FCA piazza i SUV in Cina, ora le Jeep nasceranno lì

Fiat-Chrysler ha ampliato l'accordo con GAC per rafforzare la sua presenza in Cina e produrre in loco anche le Jeep. Manca solo Alfa: ipotesi lontana

22 luglio 2015 - 11:50

FCA continua la sua opera di espansione e di riorganizzazione globale; le notizie di riassetto aziendale riguardano un po' tutto il globo e interessano vari mercati, come quello cinese, in cui il Gruppo italiano stringe accordi per migliorare una logistica complessa.

ACCORDI PER NUOVI OBBIETTIVI –  FCA e GAC (Guangzhou Automobile) hanno da poco raggiunto un accordo in base al quale verrà creata una nuova società dedicata alla distribuzione in Cina. Nell'interesse del Gruppo italiano (che intanto celebra l'importanza di Maserati), nasce così GAC Fiat Chrysler Automobiles Sales, nome della nuova realtà operativa che avrà come missione l'attività commerciale, il marketing, la programmazione della produzione e le attività di post vendita. I marchi per i quali si è (almeno al momento) deciso di attuare questa nuova linea di condotta sono Jeep, Chrysler e Fiat. Come è nostra abitudine, cerchiamo di entrare un po' più nel cuore della notizia.

LA PRODUZIONE IN CINA – Prima di tutto è bene ricordare che le due aziende si sono già “abbracciate” nei tempi passati, ma questo lo leggerete più avanti. L'iniziativa della nuova società è legata all'imminente avvio della produzione in Cina dei modelli Jeep. Entro la fine del 2015 infatti uscirà la Jeep Cherokee, mentre altri due modelli Jeep sono già previsti entro il 2016 e per il 2018 è prevista una gamma di suv completa; a tal proposito la GAC-FCA Sales sarà la struttura distributiva dei nuovi modelli. La rete di concessionari Fiat, Chrysler e Jeep già esistente costituirà la frangia esperta della nuova organizzazione che, in pratica, costituisce un ulteriore sviluppo della preesistente alleanza tra i due gruppi che prende il nome di Guangzhou FCA Group. Quest'ultima si occupa della produzione in Cina dei modelli FCA, come Fiat Viaggio e Ottimo. L'intesa prevede anche il potenziamento dell'offerta Fiat e il lancio di modelli Chrysler.

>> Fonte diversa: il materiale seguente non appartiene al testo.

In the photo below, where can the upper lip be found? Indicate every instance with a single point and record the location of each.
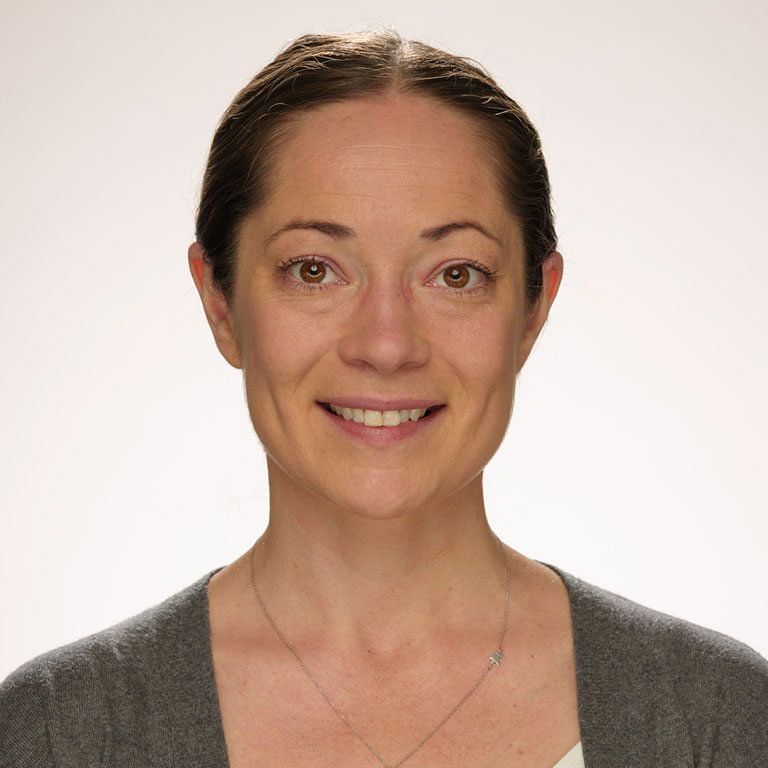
(380, 404)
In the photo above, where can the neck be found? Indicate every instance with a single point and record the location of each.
(377, 587)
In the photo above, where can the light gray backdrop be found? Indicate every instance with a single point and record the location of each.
(636, 457)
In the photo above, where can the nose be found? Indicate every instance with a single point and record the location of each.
(384, 332)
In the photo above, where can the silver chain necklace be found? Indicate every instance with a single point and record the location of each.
(494, 660)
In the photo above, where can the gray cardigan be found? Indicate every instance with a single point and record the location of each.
(653, 691)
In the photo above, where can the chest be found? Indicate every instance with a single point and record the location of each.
(524, 714)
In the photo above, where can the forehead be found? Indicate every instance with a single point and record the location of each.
(398, 160)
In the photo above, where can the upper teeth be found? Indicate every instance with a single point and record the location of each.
(378, 418)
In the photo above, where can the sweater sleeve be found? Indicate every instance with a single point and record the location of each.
(24, 738)
(741, 702)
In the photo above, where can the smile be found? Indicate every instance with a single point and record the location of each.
(372, 418)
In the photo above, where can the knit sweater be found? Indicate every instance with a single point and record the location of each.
(653, 690)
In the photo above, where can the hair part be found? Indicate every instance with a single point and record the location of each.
(321, 69)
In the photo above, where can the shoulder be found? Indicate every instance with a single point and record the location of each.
(630, 629)
(650, 665)
(79, 697)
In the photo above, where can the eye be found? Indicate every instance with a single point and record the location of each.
(465, 277)
(308, 273)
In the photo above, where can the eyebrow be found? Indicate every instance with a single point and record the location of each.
(340, 232)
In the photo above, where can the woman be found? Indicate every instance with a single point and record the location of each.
(376, 251)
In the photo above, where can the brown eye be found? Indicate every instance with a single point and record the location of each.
(312, 271)
(457, 276)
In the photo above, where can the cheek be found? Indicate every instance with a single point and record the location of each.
(278, 347)
(484, 346)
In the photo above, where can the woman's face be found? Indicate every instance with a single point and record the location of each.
(383, 273)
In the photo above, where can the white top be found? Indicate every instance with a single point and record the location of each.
(571, 759)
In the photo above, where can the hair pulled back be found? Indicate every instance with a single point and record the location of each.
(320, 69)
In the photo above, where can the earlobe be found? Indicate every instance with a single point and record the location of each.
(552, 275)
(217, 311)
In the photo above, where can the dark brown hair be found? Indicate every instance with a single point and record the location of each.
(320, 69)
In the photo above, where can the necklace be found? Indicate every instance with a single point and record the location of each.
(494, 660)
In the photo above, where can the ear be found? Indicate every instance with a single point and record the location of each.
(552, 274)
(217, 311)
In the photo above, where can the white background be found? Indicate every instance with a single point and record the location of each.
(636, 457)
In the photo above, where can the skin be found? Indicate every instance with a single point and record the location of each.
(386, 548)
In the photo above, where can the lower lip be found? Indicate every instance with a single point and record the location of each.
(383, 435)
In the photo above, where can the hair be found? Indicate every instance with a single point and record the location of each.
(320, 69)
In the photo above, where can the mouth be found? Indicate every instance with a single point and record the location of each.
(383, 419)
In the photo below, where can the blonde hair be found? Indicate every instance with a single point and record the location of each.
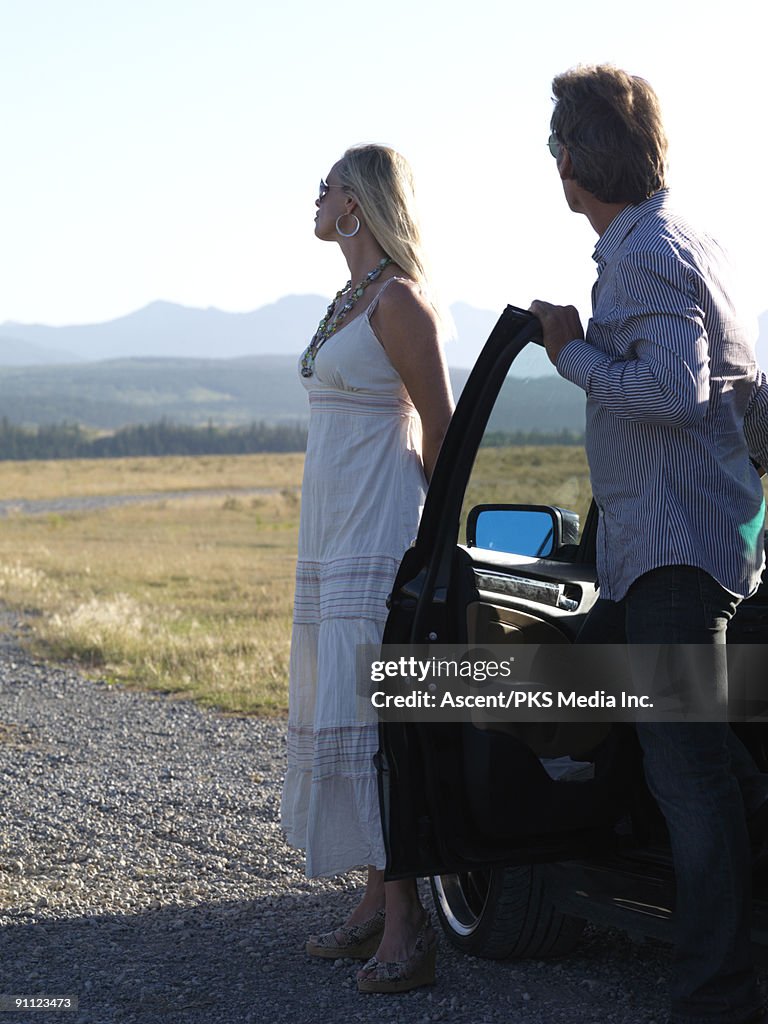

VI RICORDATE L'ALFA ROMEO 166? – Vi starete chiedendo che razza di strana domanda è questa!?! E bene, l'ultima ammiraglia del marchio italiano ha fatto sì che in passato Fiat e GAC si incontrassero per stringere un accordo. La Guangzhou Auto Corporation ha realizzato una berlina e un crossover sulla piattaforma dell'Alfa Romeo 166. Il costruttore cinese nel 2008 ha acquisito i diritti e i progetti della vecchia ammiraglia, dalla quale ha prodotto la Trumpchi. Tutto ciò non desta stupore, dopo tutto in un mercato in forte espansione (come quello cinese), diversi costruttori locali hanno acquisito i progetti di auto non più in produzione in Europa per riproporle, più o meno modificate, sul mercato locale. Vi ricordate i modelli Rover riproposti con il marchio Roewe o la Baic che ha acquisito quelli delle vecchie Saab 9-3 e 9-5, prima che la GM cedesse il marchio svedese alla Spyker?  Rispetto a decenni fa, il mondo dell'automobile oggi giorno è come una giostra che viaggia forte e compie avvitamenti ingarbugliati, ma finché i numeri sono buoni e danno ragione alle strategie di vendita, allora tutto assume un sapore diverso.